Die Bürgermeisterin zu Gast in der Augenklinik Rheine

Am vergangenen Montag haben Rheines Bürgermeisterin Dr. Angelika Kordfelder und Dr. Manfred Janssen, Geschäftsführer der Entwicklungs- und Wirtschaftsförderungsgesellschaft für Rheine mbH, die Augenklinik Rheine besucht.

Firmenbesuch Rheine MVZ
Foto (Stadtpressestelle): v. l. Bürgermeisterin Dr. Angelika Kordfelder, Geschäftsführer der Augenklinik Rheine Herr Merx, ärztlicher Direktor der Augenklinik Rheine Dr. Gerl, Geschäftsführer der Entwicklungs- und Wirtschaftsförderungsgesellschaft für Rheine mbH Dr. Manfred Janssen

Rheine. Dort erklärten Gründer Dr. Gerl und der Geschäftsführer Herr Merx, dass die Eröffnung der Augenklinik Rheine im Juni 2014 ein großer Schritt in die Zukunft war. Das Team um Dr. Gerl ist mit drei Klinik- und sieben Praxisstandorten im gesamten Münsterland für seine Patienten verfügbar.

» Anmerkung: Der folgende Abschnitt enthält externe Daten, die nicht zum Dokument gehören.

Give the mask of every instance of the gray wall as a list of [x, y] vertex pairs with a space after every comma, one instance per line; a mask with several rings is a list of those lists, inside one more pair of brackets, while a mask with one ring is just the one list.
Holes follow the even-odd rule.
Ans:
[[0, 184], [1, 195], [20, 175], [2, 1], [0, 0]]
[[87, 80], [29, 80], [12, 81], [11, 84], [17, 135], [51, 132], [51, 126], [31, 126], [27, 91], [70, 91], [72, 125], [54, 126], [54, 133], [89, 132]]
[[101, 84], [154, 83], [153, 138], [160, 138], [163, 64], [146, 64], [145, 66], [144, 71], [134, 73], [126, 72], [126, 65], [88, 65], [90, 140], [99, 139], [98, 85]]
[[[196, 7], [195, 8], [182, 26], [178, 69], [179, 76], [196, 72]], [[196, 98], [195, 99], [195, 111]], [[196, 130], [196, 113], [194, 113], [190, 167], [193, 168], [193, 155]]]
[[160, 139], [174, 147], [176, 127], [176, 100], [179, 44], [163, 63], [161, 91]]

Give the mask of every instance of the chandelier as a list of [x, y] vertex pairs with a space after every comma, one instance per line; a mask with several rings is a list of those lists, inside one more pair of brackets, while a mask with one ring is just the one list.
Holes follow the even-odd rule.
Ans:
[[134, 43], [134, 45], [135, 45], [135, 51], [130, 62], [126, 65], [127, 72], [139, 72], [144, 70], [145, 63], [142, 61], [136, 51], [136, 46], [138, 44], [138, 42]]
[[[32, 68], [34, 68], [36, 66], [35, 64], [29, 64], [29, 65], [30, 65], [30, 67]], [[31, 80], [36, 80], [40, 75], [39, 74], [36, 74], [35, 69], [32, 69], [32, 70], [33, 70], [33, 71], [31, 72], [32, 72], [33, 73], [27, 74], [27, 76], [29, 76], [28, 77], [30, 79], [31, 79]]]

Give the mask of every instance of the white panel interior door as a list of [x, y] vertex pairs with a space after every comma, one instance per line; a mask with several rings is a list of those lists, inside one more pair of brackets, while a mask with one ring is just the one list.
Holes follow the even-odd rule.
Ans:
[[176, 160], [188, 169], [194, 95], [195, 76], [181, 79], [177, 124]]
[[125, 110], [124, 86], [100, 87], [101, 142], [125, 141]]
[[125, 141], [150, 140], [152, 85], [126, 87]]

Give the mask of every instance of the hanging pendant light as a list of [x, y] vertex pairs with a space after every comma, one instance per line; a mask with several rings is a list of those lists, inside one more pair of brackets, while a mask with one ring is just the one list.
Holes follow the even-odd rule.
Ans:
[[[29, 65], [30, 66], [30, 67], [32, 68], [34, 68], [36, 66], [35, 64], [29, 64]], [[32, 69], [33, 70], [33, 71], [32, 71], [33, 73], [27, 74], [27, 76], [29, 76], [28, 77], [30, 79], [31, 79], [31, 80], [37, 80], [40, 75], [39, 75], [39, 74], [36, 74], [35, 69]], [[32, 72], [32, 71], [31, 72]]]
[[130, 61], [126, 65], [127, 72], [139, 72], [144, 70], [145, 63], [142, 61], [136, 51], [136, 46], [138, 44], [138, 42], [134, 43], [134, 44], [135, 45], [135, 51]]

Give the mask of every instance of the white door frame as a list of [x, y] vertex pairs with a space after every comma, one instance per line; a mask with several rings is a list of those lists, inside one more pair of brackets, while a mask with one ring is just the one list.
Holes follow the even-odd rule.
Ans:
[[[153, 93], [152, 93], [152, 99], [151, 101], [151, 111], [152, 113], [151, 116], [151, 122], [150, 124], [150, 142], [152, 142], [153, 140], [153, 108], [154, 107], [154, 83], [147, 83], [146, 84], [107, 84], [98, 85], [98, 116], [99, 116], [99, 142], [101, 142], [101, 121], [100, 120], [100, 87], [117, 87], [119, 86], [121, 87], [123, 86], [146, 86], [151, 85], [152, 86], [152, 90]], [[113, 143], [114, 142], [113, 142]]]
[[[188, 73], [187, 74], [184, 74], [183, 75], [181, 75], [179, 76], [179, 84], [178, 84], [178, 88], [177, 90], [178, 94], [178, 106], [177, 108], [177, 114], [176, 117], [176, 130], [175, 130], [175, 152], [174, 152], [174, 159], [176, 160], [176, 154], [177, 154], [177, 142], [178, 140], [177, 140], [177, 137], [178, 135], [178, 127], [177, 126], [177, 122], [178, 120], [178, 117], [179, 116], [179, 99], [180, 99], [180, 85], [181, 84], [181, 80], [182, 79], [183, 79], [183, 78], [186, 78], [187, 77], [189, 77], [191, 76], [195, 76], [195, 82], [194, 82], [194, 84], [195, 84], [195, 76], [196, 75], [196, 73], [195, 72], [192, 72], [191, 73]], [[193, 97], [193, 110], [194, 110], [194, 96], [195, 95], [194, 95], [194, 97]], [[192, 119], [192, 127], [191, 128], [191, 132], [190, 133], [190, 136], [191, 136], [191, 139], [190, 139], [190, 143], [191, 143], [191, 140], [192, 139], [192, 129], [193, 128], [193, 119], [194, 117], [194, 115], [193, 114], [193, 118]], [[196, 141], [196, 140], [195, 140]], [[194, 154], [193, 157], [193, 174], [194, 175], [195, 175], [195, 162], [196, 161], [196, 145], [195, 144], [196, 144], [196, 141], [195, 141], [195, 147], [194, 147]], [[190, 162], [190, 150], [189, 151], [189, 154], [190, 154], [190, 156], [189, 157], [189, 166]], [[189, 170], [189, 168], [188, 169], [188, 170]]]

Die Anfänge dieses Konzeptes wurden bereits 1974 gelegt, als Dr. Gerl seine Praxis in Ahaus eröffnete und seine Tätigkeit als Belegarzt im St. Marien-Krankenhaus, ebenfalls in Ahaus, aufnahm.

Von da an nahm alles seinen Lauf. Der Gründungen von Gemeinschaftspraxen folgten die Gründungen der Provius Augenklinik Essen und der Augenklinik/-praxis in Raesfeld, bis schließlich im Herbst 2009 die Augenklinik Rheine gegründet wurde. 2009 umfasste das Team um Dr. Gerl um die 40 Mitarbeiter, heute sind es schon ungefähr 200 Mitarbeiter und das Team soll noch erweitert werden.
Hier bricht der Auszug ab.